Microsoft’s vision is to empower every individual and organization in the world to achieve more. LinkedIn’s vision is to connect the world’s professionals to make them more productive and successful. As these two technology giants come together, there are many potential opportunities that will be created for brands and marketers.
- Big Data will enable Personalized Marketing:
What happens when Microsoft’s ecosystem of over one billion customers integrates with LinkedIn’s power of social and engagement? Marketers will have the opportunity to leverage big data to enable hyper-targeted marketing initiatives. There is a likely scenario in the near future, where marketers will have unprecedented access to decision makers. A decision maker’s data will be unified and the right data will surface at the right time on either LinkedIn, Outlook, Skype or Office giving sponsored content customers the ability to reach Microsoft users anywhere across the Microsoft ecosystem. Additionally, a brand’s sponsored content could be interwoven into the decision maker’s LinkedIn newsfeed beautifully with the happenings at her workplace, her projects and her professional initiatives. It will be interesting to see how Microsoft and LinkedIn navigate the complexities of privacy and data sharing with respect to this particular advertising offering.
- Opportunities for HR Marketing:
In today’s global economy, there is a growing concern among organizations about finding, motivating and retaining the best talent.
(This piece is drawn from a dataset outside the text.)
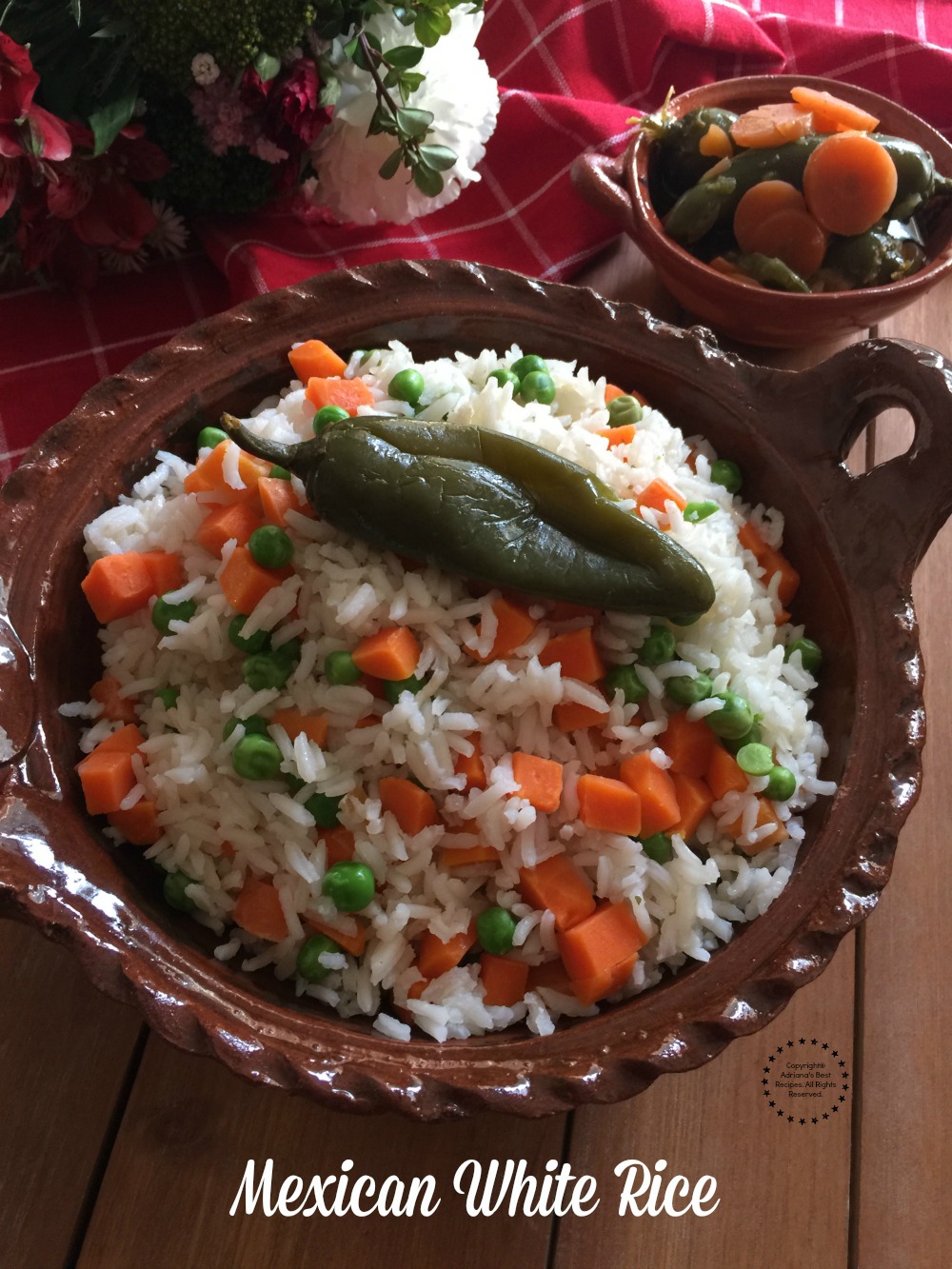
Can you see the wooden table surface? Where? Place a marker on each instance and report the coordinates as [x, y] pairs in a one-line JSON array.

In a 2015 PWC survey, a whopping 73% of CEOs reported being concerned about the availability of key skills in the workforce. The last decade has seen many companies invest efforts in the development of an Employee Value Proposition and the production of employer brand guidelines with the aim to the company’s recruitment advertising. However, all these efforts are in the nascent stage as many HR and Marketing leaders still struggle to understand how digital can be leveraged for employer branding.
This merger has the potential to change this scenario. Now, Microsoft has the opportunity to educate and enable its 70 million+ Office 365 clients by offering them an integrated digital HR Marketing solution. In turn, LinkedIn will be able to maximize on Microsoft’s reach with small, medium and large organizations to market its social networking platform for employer branding and its learning and development solution, Lynda.com/LinkedIn. Organizations, irrespective of their size, will have the opportunity to establish themselves as attractive and relevant employer brands.
Social CRM for B2B Marketing:
Social Selling has redefined the B2B marketing journey. Social selling is about leveraging your social network to find the right prospects, build trusted relationships, and ultimately, achieve your sales goals. 62% of B2B buyers respond to salespersons that connect with relevant insights and opportunities.
LinkedIn’s Sales Navigator and Microsoft’s CRM software, Dynamics, have the potential to create a powerful social CRM that will allow businesses to interact and engage with investors, clients and customers through meaningful insights and content marketing.
To conclude, the Microsoft and LinkedIn deal has the potential to unleash a whole new, personalized, communication channel for companies and brands to reach out to clients and potential employees to market their brand offerings, employer value proposition and promos. I encourage marketers to immediately start having discussions with their internal stakeholders and external agencies to start preparing for the exciting days to come.